Reuters reports that JP Morgan Chase, Bank of America, Citigroup, Goldman Sachs and Morgan Stanley are among the banks submitting plans to regulators at the Federal Reserve and the Federal Deposit Insurance Corporation. The other four are owned abroad.
With some of the most complicated balance sheets and corporate structures of any companies in the United States, the banks face a complex process of untangling their global operations. The liquidation plans are due to regulators by July 1, according to a provision in the Dodd-Frank financial reform law. Experts estimate they could be hundreds, if not thousands, of pages long.
Proponents of financial reform say the living wills could make big banks less dangerous to the economy — and the the public — in the event of another financial crisis. Amy Friend, managing director of Promontory Financial, called it them “how-to guides” for dismantling failed banks in a quick and orderly way.

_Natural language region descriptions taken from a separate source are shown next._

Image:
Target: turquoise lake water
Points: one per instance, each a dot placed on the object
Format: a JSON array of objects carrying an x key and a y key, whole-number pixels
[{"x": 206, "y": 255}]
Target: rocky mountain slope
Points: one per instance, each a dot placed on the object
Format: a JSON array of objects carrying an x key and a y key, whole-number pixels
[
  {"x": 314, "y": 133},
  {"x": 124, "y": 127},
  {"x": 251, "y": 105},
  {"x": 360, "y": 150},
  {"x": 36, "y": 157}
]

“This is a way of suggesting to the marketplace that these companies are not going to be propped up,” she said. “There is this organized way to let them fail without having shocks sort of ripple through the financial system, which is what we saw during the [2008] crisis.”
Friend, who served as the chief counsel to the Senate Committee on Banking when Dodd-Frank was being drafted, said Congress wanted to better prepare itself for the “unthinkable.”
“I think what Congress is trying to say is, ‘We saw what happens when you don’t plan and we don’t want to go through that again, so let’s try something different,'” she said. “It won’t be easy, but it’s better than what we faced four years ago.”